What is NEAT activity and does it really matter?
Sometimes it seems your metabolism works against you, and weight loss feels easier for others, but not for yourself. We all have the same human body, but even people with a similar height, sex, and other parameters, may have an edge in maintaining a lean figure. Why is that? NEAT activity is probably one of those factors you’re not yet considering!
What is NEAT activity?
NEAT activity is a subdivision of physical activity-related energy expenditure. It stands for Non-Exercise Activity Thermogenesis, and it counts the energy you use for your daily activities without a planned workout schedule or exercise-like motions.
Measuring your daily energy expenditure requires adding a few elements to the formula:
- Resting Metabolic Rate: It measures the energy your body uses to stay alive (heart pumps, breathing muscles, metabolic processes). It stands for around 60% of your total energy expenditure.
- Diet-Induced Thermogenesis: It measures the energy your body uses to digest and absorb food. It stands for around 10-15% of your total energy expenditure.
- Physical activity-related Energy Expenditure: It measures the energy you use for voluntary
muscle motion. It stands for around 15-30% of your total energy expenditure.

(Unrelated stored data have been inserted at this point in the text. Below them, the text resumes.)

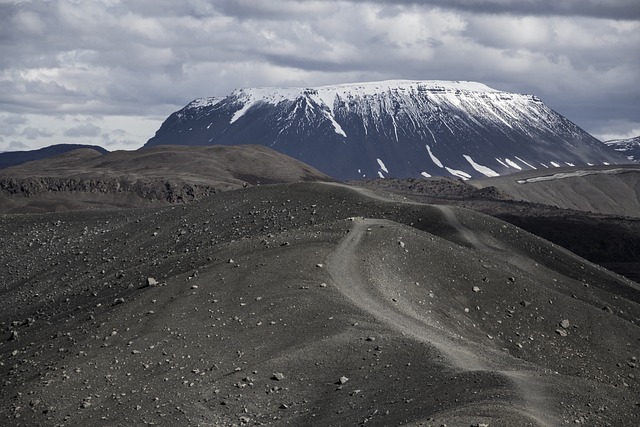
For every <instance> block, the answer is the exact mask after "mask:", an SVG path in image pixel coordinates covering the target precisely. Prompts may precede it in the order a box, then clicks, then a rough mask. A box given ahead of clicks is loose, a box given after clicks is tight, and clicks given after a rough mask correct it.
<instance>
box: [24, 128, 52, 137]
mask: <svg viewBox="0 0 640 427" xmlns="http://www.w3.org/2000/svg"><path fill="white" fill-rule="evenodd" d="M21 135H22V136H23V137H25V138H27V139H31V140H34V139H39V138H48V137H50V136H53V133H51V132H48V131H46V130H42V129H36V128H33V127H27V128H24V130H23V131H22V133H21Z"/></svg>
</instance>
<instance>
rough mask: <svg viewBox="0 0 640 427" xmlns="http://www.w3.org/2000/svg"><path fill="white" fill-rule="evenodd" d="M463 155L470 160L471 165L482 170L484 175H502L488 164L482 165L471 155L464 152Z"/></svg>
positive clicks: (467, 159)
mask: <svg viewBox="0 0 640 427" xmlns="http://www.w3.org/2000/svg"><path fill="white" fill-rule="evenodd" d="M463 157H464V158H465V160H466V161H467V162H469V164H470V165H471V167H473V168H474V169H475V170H477V171H478V172H480V173H481V174H483V175H484V176H500V174H499V173H498V172H496V171H494V170H493V169H491V168H488V167H486V166H482V165H481V164H479V163H476V162H475V161H474V160H473V159H472V158H471V156H469V155H467V154H464V155H463Z"/></svg>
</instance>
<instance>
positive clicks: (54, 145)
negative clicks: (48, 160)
mask: <svg viewBox="0 0 640 427" xmlns="http://www.w3.org/2000/svg"><path fill="white" fill-rule="evenodd" d="M82 148H88V149H92V150H95V151H97V152H98V153H100V154H106V153H108V152H109V151H108V150H105V149H104V148H102V147H100V146H98V145H84V144H56V145H51V146H49V147H45V148H40V149H38V150H26V151H7V152H5V153H0V169H4V168H9V167H11V166H17V165H21V164H23V163H27V162H31V161H34V160H42V159H48V158H50V157H54V156H58V155H60V154H64V153H67V152H69V151H73V150H78V149H82Z"/></svg>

This one can be subdivided into:
- Exercise-related activity thermogenesis (EAT): Visiting the gym, doing sports, or any planned and structured physical activity you use to be healthy.
- Non-exercise related activity thermogenesis (NEAT): Changing posture, walking inside your house, fidgeting, cleaning, standing, and many other activities in your daily living.
Can you use NEAT activity to your advantage?
Successful weight loss strategies require reducing your energy intake (dieting, intermittent fasting, reducing meal portions) while increasing your energy expenditure. The latter is traditionally done through exercise-related activity thermogenesis. However, if we compare EAT vs. NEAT, non-exercise related energy expenditure can be much larger, and more important for weight loss.
According to a study published in the Science journal, obese individuals sit an average 2 hours longer than lean people. When these obese individuals started to adopt NEAT-enhanced activities, they spent an average 350 kcal/day more, which translates into 18 kg of weight in one year. That was by only engaging in low-grade activities and numerous movements through the day that do not count as exercise.
We need more studies about it but so far NEAT activity poses as a promising alternative to consider in obesity treatment, especially in individuals with mobility issues or cardiovascular problems that only allow for a limited prescription of physical activity.
Recent studies have also shown that, similar to exercise, NEAT activity can also reduce the cardiovascular risk, the risk of all-cause mortality, and the life expectancy. Thus, if you want to improve your metabolic health, it is not only important to consider exercise but also NEAT activity as a potential source of weight loss and cardiovascular health.